It’s not just Jack Straw who’s playing fast and loose with freedom of information, says Chris Ames. Heathrow campaigners are finding it impossible to get a straight answer from the Department for Transport
Following Jack Straw’s veto of the release of the pre-Iraq war cabinet minutes, the government’s commitment to freedom of information (FOI) has again been called into question. Campaigners against the third Heathrow runway are finding the Department for Transport (DfT) strangely reluctant to publish the latest versions of documents that have already proved painfully embarrassing for ministers. Both Greenpeace and Tory MP Justine Greening have previously used FOI laws to obtain evidence revealing the relationship between ministers and officials at the DfT and BAA over airport expansion. In this light, it is not surprising that the department is trying every trick in the book — and some that aren’t in the book — to block new requests for similar papers.
Greening famously obtained proof that BAA helped the DfT to ‘reverse-engineer’ its forecasts to show that a new runway would meet ministers’ ‘strict environmental tests’. This evidence came from a request for disclosure of communications between the two organisations. But the DfT has refused two almost identical requests from Greening covering later periods. The Information Commissioner, Richard Thomas, is expected to rule shortly on her complaints.
Many of the papers the DfT is withholding cover the period immediately before it launched its consultation document on Heathrow expansion in November 2007. The department has disclosed that they include around 30 exchanges, which ‘without exception… relate to the preparation of the final supporting technical reports (all since published) or to BAA technical input to the main consultation document’. The two reasons it has given for withholding these exchanges have already been rejected by Thomas.
The main reason cited by the DfT, using provisions in the environmental information regulations rather than the very similar FOI Act, are that they are ‘unfinished’. Thomas has already ruled in an earlier case — albeit one that the DfT is appealing — that this provision simply does not apply to early versions of papers that have since been published.
The DfT’s reason for concluding that the balance of public interest requires suppression of the documents is even more clearly against both the spirit of FOI laws and the letter of Thomas’s published guidance. Although the department has admitted that the papers ‘could give insight into how the final documents were developed’, it has claimed that this would lead to a ‘distorted view of how the final documents developed’ and to ‘ill-informed’ speculation.
If not a direct admission that the papers are damaging, this is as close as you will ever see in a refusal notice to such an admission. This type of negative approach to information requests has been specifically ruled out in guidance published by Thomas, who says that the answer to ‘ill-informed’ speculation is more, not less, information.
But the DfT seems unable to conjure up any reason to refuse Greenpeace’s request. The environmental campaign group previously obtained the department’s risk register documents for the airport expansion project, which showed how officials said one thing in private and something very different in public, particularly as ministers prepared to launch the consultation. Last October it put in a new request for later versions of the same documents.
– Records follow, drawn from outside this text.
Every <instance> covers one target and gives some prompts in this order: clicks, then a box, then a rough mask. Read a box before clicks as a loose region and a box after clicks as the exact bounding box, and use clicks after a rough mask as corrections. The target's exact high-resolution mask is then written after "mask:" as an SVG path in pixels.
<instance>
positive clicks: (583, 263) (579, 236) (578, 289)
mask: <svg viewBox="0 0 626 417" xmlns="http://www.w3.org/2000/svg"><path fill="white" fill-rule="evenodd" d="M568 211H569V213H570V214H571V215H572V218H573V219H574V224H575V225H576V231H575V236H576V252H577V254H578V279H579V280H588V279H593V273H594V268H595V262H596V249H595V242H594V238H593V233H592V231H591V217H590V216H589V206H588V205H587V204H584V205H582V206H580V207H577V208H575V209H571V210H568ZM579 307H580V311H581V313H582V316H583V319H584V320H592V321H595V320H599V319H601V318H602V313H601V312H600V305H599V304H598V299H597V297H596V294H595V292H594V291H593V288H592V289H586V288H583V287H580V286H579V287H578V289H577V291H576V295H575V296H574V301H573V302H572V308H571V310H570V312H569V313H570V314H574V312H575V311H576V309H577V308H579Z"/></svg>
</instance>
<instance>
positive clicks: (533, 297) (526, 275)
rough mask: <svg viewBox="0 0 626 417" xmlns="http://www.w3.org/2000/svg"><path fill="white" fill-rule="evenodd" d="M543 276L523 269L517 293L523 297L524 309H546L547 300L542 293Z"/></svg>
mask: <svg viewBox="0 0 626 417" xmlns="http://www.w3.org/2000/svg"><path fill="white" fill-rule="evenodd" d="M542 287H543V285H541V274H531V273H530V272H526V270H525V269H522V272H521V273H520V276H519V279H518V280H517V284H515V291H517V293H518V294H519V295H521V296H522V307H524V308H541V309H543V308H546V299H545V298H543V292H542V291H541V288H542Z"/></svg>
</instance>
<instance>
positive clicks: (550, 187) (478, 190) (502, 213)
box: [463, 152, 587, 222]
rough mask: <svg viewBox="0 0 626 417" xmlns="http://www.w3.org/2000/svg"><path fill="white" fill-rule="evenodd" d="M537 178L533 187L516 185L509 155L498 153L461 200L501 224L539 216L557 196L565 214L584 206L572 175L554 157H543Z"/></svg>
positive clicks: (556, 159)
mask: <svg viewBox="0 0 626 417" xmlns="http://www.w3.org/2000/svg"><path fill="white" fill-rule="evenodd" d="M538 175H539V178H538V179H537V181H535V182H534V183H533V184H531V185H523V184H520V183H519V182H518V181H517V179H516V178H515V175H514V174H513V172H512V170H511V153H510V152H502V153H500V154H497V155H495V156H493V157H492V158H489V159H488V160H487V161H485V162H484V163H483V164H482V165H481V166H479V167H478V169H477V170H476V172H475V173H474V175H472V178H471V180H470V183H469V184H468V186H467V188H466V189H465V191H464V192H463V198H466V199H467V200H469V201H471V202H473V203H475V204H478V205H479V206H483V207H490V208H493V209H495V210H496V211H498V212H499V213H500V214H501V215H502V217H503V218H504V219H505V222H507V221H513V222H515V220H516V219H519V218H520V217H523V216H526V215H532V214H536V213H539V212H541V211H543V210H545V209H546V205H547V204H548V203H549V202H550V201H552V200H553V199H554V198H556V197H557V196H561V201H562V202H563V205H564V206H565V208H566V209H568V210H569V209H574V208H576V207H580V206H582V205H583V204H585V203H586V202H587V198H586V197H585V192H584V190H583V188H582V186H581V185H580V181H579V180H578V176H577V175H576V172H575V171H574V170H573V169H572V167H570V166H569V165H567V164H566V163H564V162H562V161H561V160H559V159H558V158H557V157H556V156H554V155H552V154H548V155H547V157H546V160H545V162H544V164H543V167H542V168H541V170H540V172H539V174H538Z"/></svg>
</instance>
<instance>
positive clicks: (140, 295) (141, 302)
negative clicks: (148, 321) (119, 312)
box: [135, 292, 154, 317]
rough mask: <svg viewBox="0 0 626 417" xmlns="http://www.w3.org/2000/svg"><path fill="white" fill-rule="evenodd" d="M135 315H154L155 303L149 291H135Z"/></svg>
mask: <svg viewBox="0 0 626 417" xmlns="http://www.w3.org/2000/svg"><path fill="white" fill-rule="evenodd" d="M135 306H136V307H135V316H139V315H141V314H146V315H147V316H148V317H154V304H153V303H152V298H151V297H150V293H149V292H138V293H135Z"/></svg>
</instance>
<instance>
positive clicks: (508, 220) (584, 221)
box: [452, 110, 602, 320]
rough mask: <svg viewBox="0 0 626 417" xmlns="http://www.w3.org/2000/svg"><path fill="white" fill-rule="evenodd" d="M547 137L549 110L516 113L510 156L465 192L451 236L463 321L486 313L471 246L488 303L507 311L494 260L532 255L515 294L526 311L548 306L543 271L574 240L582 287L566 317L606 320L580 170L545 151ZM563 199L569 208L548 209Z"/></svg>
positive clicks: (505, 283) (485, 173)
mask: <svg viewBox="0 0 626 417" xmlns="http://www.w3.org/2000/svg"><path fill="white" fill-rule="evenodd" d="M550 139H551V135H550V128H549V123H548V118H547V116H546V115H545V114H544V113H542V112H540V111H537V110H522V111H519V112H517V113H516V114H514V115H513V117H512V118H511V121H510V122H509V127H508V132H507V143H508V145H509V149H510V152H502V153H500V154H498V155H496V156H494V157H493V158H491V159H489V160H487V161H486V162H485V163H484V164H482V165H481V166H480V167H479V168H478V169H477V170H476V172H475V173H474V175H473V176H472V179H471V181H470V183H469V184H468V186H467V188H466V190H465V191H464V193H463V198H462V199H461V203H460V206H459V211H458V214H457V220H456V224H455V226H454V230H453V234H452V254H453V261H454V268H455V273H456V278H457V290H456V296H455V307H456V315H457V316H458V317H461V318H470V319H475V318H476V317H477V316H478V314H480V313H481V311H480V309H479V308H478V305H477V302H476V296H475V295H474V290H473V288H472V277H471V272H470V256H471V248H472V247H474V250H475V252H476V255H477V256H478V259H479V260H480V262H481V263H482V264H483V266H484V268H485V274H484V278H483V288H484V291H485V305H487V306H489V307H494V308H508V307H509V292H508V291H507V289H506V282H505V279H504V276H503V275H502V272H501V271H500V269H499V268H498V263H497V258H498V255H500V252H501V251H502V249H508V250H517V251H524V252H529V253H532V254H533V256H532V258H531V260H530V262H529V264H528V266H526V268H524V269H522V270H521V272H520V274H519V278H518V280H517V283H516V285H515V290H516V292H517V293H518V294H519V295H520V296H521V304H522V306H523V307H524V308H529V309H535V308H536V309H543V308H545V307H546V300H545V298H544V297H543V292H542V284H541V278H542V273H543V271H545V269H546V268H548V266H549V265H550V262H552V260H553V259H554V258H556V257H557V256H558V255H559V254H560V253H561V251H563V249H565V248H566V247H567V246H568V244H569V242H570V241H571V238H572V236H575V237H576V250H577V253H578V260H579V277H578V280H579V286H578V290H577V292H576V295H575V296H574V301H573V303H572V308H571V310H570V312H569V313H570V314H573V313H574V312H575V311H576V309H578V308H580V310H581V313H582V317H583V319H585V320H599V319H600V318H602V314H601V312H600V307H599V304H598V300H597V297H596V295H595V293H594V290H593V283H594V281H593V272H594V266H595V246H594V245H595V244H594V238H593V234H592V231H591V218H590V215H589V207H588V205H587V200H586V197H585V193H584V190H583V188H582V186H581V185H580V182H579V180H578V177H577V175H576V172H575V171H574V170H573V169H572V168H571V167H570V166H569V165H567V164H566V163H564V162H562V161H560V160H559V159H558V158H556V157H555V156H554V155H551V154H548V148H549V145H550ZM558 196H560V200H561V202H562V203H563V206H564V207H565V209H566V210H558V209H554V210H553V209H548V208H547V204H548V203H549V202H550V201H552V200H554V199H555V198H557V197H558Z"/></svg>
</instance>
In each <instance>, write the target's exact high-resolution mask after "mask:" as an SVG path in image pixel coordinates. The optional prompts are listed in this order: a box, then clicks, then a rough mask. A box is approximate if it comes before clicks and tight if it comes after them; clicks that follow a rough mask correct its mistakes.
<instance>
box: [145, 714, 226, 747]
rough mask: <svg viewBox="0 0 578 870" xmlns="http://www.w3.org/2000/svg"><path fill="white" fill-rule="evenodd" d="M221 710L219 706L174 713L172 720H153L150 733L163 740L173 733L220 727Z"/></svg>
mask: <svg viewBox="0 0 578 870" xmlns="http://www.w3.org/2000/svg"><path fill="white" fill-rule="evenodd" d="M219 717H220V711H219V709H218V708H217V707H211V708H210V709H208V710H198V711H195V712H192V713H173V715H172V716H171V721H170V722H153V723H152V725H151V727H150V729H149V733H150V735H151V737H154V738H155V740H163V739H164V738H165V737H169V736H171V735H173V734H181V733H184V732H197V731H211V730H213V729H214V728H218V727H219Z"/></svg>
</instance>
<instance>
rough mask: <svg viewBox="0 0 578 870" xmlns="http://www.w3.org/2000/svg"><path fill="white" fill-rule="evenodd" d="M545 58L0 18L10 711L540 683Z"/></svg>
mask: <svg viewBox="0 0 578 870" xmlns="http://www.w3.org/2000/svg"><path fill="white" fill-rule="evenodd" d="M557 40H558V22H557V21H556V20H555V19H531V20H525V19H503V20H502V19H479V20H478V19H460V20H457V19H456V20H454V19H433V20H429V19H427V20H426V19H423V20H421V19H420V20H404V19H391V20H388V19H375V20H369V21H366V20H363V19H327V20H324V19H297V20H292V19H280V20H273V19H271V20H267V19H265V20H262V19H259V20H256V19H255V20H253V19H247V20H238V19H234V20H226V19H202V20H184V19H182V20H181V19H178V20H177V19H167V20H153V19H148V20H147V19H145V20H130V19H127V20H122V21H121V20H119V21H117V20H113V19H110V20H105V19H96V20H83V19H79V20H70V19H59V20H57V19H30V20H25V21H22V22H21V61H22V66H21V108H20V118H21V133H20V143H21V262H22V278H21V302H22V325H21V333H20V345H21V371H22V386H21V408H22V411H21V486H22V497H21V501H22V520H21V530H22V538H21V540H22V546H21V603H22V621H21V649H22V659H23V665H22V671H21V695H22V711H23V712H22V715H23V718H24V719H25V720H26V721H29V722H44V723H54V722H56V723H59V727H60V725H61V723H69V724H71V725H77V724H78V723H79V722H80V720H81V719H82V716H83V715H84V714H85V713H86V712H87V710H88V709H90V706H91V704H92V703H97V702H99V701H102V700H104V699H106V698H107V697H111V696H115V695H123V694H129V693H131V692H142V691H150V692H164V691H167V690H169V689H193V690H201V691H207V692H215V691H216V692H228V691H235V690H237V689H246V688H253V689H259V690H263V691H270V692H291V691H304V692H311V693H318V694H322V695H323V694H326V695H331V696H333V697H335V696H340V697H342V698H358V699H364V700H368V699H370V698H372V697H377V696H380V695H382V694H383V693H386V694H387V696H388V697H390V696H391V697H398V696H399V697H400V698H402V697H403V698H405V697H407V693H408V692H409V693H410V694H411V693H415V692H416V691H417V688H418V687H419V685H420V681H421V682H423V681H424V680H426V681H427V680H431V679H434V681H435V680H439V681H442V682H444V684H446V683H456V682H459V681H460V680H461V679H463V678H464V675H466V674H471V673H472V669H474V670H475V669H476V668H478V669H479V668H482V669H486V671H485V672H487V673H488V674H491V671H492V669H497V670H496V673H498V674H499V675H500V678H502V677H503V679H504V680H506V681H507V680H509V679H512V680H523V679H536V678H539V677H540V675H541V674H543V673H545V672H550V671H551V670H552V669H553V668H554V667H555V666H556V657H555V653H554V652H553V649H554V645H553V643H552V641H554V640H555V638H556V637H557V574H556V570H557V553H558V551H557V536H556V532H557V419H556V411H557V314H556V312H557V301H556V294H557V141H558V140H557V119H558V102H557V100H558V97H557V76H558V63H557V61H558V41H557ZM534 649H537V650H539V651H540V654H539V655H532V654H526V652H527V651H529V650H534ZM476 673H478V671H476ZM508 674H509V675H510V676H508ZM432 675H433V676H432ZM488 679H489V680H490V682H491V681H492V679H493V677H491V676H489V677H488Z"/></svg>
Four months on, the DfT has yet to provide a substantive response, in spite of a statutory requirement to do so within 20 working days.
Ben Stewart, Greenpeace’s head of press, who made the request, says the official handling it initially told him that it would be straightforward, requiring only an assessment of which parts of the documents needed to be ‘redacted’, meaning censored.
But then things became complicated. The case was linked with one from another requester, later said to be Greening, in which an internal review was said to be ongoing. Although there is no provision in the FOI Act for delay on these grounds, delay is what the DfT has done ever since.
Stewart says: ‘I thought it would be straightforward to ask for and get the latest in a series of documents that had already been released. As it is, over the past few months, I have had some of the most bizarre conversations of my life with DfT officials, who seem incapable of abiding by a single aspect of the FOI regulations. First they simply ignored my request, then they promised me the documents by the end of the week, every week.
‘They then dispensed with serial misrepresentation and went instead for the silent treatment, replying to every question with the phrase ‘I will only discuss this with you in writing’, even when I asked them how they were. So I wrote, and they didn’t reply. I phoned to ask if there was an information rights team at the DfT — as there is at most Whitehall departments — but this question was addressed as if it was a matter of national security. They simply couldn’t talk about the existence or otherwise of such a team.’
The DfT has declined to comment on the grounds that the case is still under consideration. But the Information Commissioner’s office has now written to the department twice about the case, including a letter in December from the assistant commissioner, Gerard Tracey.
Last week Stewart received a call from the information rights department at the DfT — which does indeed exist — to apologise for the treatment he has received. But, unsurprisingly for a spin doctor, he is quick to point to an obvious conclusion: ‘I’m wondering, if Hoon’s case for a third runway is so strong, what is he hiding?’